To which Peter Beardsley pipes up, “Boss, can I have one?”

</joke you’ve heard before>

Be thankful you dont have to put up with George (my life has no point) Hamilton, Jimmy (The sun is shining, the sky is a great share of blue… oh! And Shamrock Rovers have scored!) Magee, or Jim (auditioning for a late night chat show) Beglin commentating.

But, we have the living wonder that is Frank Stapleton commentating. He is priceless.

My favourite pundits have been Martin O’Neill and Peter Schmeichel on the BBC, and Jimmy Floyd Hasselbaink on ITV. I thought Jimmy gave a dose of good Dutch common sense to the ITV coverage . Totally different from his on-pitch persona. The Great Dane, now he has a lovely voice. The little touch of Danish makes the Manc accent remarkably soothing.

Motty has been even more ludicrous than usual, bless him, what with his mealtime fixation. Tell you what I can’t stand, and that’s the Boring Kings, Joe Royle and Graham Taylor as summarisers.

Re the mingers - where the hell is Ronaldinho in that lineup? He has boggly eyes and a mouthful of boggly teeth. MING-A-LING!

Ronaldinho looks like a cross between Mel B and one of the fish from that old horror film Piranhas.

…and while we’re on the subject, hasn’t half the Brazilian side been beaten with the ugly stick? I mean, Ronaldinho, Ronaldo, Roberto Carlos and Juninho are all two-baggers. If ugliness is a pre-requisite for success all we need is nine more Nevilles and victory is ours!

Ah, I thought of another worthy addition to this team.

Who can forget the hardest, and possibly ugliest, defender of all time?

Meet Trifon Ivanov, Bulgaria’s toughest, here sporting the Rapid Wien jersey earlier in his carreer.

Holy Mullets, Batman!

Twisty – I have heard Frank Stapleton and I’ve got to agree.

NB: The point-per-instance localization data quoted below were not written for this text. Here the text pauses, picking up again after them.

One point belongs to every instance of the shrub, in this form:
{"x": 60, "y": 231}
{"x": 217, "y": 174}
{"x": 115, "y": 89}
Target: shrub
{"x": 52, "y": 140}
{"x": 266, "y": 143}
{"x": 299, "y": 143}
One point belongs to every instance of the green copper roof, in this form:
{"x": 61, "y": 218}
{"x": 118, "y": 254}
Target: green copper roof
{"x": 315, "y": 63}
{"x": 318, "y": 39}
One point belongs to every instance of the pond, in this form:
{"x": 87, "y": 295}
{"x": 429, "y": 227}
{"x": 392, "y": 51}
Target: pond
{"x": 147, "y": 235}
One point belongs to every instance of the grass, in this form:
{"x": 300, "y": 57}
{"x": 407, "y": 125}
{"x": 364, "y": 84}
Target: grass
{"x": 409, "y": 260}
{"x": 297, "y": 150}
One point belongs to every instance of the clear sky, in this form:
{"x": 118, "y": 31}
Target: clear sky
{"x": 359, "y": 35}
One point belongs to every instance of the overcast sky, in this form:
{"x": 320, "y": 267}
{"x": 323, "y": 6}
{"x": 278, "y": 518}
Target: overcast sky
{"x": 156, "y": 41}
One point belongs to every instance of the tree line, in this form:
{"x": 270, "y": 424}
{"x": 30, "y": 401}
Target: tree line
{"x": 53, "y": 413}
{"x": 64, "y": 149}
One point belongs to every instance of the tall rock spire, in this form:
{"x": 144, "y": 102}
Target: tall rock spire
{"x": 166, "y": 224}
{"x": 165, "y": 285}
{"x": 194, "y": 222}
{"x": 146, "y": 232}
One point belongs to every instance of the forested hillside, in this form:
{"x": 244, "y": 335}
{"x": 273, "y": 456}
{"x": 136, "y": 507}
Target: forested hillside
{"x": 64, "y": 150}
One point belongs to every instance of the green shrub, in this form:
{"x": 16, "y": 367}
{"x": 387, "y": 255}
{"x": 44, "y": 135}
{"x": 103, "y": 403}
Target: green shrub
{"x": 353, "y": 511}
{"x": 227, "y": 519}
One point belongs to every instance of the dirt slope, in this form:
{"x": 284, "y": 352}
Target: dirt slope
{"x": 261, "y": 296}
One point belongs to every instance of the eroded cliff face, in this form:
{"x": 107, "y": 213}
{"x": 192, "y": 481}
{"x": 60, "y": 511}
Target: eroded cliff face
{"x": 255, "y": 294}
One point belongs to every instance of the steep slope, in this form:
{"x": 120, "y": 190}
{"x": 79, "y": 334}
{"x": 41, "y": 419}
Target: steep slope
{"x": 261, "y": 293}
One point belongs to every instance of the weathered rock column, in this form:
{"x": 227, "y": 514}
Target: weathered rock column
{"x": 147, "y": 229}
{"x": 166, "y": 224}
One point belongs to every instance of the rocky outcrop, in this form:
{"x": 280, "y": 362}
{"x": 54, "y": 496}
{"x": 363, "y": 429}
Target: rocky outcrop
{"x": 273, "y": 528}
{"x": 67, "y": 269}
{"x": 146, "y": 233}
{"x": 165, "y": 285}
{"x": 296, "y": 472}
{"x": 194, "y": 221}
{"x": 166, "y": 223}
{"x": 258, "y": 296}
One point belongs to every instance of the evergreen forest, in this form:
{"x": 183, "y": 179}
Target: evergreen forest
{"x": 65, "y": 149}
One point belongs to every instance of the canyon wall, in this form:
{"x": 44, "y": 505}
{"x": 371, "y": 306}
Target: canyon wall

Clearly headed one too many back in the old days.

Tansu – Yep, Hasselbaink really surprised me as well (I’ve got him at No. 4). I think he surprised ITV as well and I’m sure they’ll get him back when they can. Doesn’t beat around the bush, does he ?

Crusoe - Ronaldo…I can’t believe him. Looks like something that came out of a hole down the bottom of the garden. Makes me want to put some kind of protective netting around tree trunks.
Mr Tickly - Oh yes ! Ivanov’s a definite for the worst Barnet XI – Chris Waddle with knobs on. God help him. Mind you, I saw some footage recently of the Dutch side in '74…very ‘Radar Love’.

BTW, I love that photo of Kanu in the link – classic case of the ‘face like a bag of spanners’.

I’m surprised that Lyman was thrown off by the word “sloppy”. Is “sloppy” little-used in England?

Not in that context, I guess.

On the ESPN broadcast of the England Demark game in the USA, the color commentator, one time Irishman Tommy Smith, repeatedly referred to the Danes as ‘Sweden’. Long about the 85th minute he finally started to correct himself. Guess he could claim to be sleep deprived, but, at least know who’s playing for god’s sake.

And I guess the USA is getting into the show now. Instead of everyone remarking how our whole team ALL sucks, now, like so many other teams, we can blame all of our disasters on Jeff Agoos. I don’t think its nice to pick on the aged and infirmed though. :wink:

I don’t know if anyone else heard that stat from yesterday which ‘apparently’ resulted in a front-page newspaper appeal from the Japanese water authority (or whatever they call it):

It seems that in a five-minute period at half-time in the Japan vs. Turkey game, 8.8 million Japanese flushed their toilets. And that doesn’t take account of all those steaming their glasses at public conveniences… who said dribbling wasn’t part of the modern game ??

Can you English folks understand a word Gazza is saying? Even by his usual standards, he sounds completely sloshed every time I see him.

And I’ll probably get lynched for saying this, but Damien Duff really should have been on that Ugly XI. An unspeakably talented player, but let’s face it, the guy looks like Frankenstein.

Gazza has an … unusual speaking style, and I for one am glad to see ITV taking an active part in Care In The Community.

howay man, divvent kna what ya seein man

I actually worry for Gazza. I hope it’s just the way he speaks but, while he always spoke in that incomprehensible accent, I don’t recall him being this slurry in the past. I have no medical training but I do find myself wondering if it’s an early symptom of something more serious. Really hope not but it just seems odd.